Food banks, others express dismay; court challenge possible
By Eric Tegethoff, Oregon News Service
PORTLAND, Ore. (KTVZ) -- The Trump administration's new rule tightening work restrictions for the Supplemental Nutrition Assistance Program is drawing strong criticism from hunger-fighting groups in Oregon and elsewhere.
The finalized U.S. Department of Agriculture rule undoes the ability of states to issue waivers on the three-month limit for SNAP benefits to people who aren't either working or in a training program for 20 hours a week.
An estimated 688,000 people are expected to lose assistance because of the change.

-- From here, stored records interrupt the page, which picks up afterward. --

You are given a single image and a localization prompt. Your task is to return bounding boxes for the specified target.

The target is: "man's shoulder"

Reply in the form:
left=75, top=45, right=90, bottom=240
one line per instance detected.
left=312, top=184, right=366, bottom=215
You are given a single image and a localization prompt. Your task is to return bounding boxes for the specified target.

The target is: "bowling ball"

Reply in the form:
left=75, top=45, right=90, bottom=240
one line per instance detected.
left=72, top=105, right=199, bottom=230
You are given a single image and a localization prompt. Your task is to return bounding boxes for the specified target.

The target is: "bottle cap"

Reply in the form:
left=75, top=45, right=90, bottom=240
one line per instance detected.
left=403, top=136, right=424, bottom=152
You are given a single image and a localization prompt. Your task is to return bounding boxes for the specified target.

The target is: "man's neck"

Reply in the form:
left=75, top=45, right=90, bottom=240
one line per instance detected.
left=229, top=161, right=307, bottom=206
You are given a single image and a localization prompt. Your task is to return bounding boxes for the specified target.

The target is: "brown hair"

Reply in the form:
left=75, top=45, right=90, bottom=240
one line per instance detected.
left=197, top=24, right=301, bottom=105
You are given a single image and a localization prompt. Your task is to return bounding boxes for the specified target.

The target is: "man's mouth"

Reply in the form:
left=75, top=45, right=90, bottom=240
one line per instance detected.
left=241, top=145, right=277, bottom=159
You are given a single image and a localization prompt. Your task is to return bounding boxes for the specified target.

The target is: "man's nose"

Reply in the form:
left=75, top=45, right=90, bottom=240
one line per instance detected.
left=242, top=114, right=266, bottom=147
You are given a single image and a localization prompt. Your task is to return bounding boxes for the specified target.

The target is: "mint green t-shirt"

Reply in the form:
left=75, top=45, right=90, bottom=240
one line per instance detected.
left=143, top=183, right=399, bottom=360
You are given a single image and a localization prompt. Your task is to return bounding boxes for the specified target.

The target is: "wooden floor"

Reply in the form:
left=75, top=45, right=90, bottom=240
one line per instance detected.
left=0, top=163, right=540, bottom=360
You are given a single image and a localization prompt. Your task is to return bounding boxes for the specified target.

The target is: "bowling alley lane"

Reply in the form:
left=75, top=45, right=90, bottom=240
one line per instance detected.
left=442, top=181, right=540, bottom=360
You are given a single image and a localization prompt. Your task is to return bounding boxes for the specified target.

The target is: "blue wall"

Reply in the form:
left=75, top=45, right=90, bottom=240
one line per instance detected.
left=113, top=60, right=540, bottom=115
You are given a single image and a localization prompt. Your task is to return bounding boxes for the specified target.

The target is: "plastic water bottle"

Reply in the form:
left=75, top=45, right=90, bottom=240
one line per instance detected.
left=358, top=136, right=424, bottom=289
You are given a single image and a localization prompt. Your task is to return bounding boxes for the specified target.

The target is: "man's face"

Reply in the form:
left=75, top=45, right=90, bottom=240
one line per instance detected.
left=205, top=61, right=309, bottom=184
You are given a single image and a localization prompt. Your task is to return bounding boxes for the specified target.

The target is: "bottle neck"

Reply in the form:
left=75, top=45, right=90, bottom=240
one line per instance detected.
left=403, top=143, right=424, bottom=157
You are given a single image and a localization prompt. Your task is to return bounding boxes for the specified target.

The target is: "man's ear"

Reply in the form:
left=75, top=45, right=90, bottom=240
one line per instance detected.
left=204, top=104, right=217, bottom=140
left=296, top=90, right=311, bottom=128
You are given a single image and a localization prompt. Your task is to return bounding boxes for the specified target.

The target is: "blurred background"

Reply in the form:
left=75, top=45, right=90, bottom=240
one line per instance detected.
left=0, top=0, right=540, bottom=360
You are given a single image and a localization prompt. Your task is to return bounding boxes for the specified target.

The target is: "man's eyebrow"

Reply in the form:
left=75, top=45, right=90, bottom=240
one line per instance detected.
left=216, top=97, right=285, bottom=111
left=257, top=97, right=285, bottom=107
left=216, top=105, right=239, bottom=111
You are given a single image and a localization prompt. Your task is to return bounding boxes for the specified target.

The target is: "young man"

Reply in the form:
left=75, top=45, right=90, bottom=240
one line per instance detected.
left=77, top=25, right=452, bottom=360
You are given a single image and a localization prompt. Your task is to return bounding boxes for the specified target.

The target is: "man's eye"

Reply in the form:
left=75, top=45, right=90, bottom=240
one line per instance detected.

Oregon Food Bank CEO Susannah Morgan says she's horrified, noting SNAP serves 12 times more people than the state's food bank network.
"As someone who was raised in the Quaker tradition, I find it extra appalling that this is happening in the holiday season, that we are taking food off the tables of our neighbors at the time when we are supposed to be at our very best selves and taking the very best care of our communities," she states.
U.S. Agriculture Secretary Sonny Perdue points to the country's low unemployment rate and the goal of moving people toward self-sufficiency as the reasons for the rule change.
The Agriculture Department estimates the change will save the government $5.5 billion over five years. It's scheduled to go into place on Apr. 1, 2020.
The new rule affects able-bodied people ages 18 to 49 without dependents.
Morgan says about 24,000 Oregonians will be impacted and the rule will result in $18 million in lost revenue to places such as grocery retailers and agricultural producers, largely in rural areas.
"So of course, we are most interested and most centering those 24,000 people who may be affected, but do also want to mention that this is a larger benefit to the rural economies as a whole that will also go away," she states.
Morgan says the rule could be challenged in the courts. It's one of three rule changes the Trump administration has proposed to SNAP.
According to a study from the Urban Institute this week, those rules taken together would drop 3.7 million people from the program nationwide.